Search code examples
reactive-cocoareactive-cocoa-3

Create a signal that emits one object then completes?


With RxSwift, I would do Observable.just(1) which will emit 1 then emit completed.

It looks like with RAC2 you could do: [RACSignal return:@1]

How do I do that with RAC3?

To be more clear... I'm looking for a way to create a RAC3 Signal that produces a single hard-coded value. How would I do that? (SignalProducer(value: 1) doesn't work that way.)


Solution

  • After reading the discussion, I think the answer by Charlotte Tortorella stands correct: you achieve the required behavior with SignalProducer(value: 1).

    I think the problem is a miss understanding about what Signal and SignalProducer are.

    As described here, a Signal in ReactiveSwift is a hot RACSignal in RAC 2.0 or Observable in Rx, and a SignalProducer in ReactiveSwift is a cold RACSignal in RAC 2.0 or Observable in Rx. This is deliberate deviation from other reactive frameworks as well as from RAC < 3.0.

    This means, you most likely have a method that takes a cold RACSignal or Observable since you want it to fire for every subscriber.

    So if you want to convert your RAC 2.0 code, that expects a cold Signal or Observable, you will need to change it to take a SignalProducer in RAC >= 3.0.

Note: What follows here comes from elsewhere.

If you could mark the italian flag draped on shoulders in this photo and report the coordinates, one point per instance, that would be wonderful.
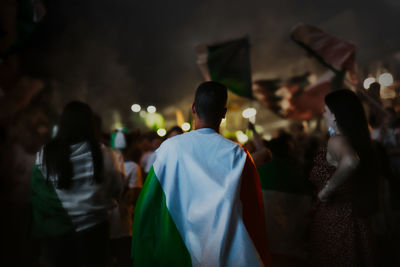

    As an illustration take this example in ObjC and RAC 2.0:

    -(void)observeSignal:(RACSignal *)signal
    {
        [signal subscribeNext:^(NSNumber *x) {
            NSLog(@"Next: %@", x);
        } completed:^{
            NSLog(@"Completed");
        }];
    }
    

    Calling this method like this

    RACSignal *signal = [RACSignal return:@(1)];
    [self observeSignal:signal];
    [self observeSignal:signal];
    

    (twice for illustration of the behaviour on each subscription) will print

    Next: 1
    Completed
    Next: 1
    Completed
    

    In Swift and with ReactiveCocoa 5.0, an equivalent implementation could look like this

    func observe(produer: SignalProducer<Int, NoError>) {
        produer.start { event in
            switch event {
            case .value(let value):
                print("Next: \(value)")
            case .completed:
                print("Completed")
            default:
                break
            }
        }
    }
    

    Called like this

    let producer = SignalProducer<Int, NoError>(value: 1)
    observe(produer: producer)
    observe(produer: producer)
    

    it produces the same output

    Next: 1
    Completed
    Next: 1
    Completed
    

    The swift version might look a bit bulkier, but if you only need the Next/value Events they look more or less the same. Note, that you'll need to start the producer instead of just observe the signal.

    So in conclusion:

    You are correct, theres no way to provide an equivalent if you expect a Signal. For an equivalent implementation, you will need to change your function to take a SignalProducer. SignalProducer is equivalent to a cold Signal which will fire for each subscriber.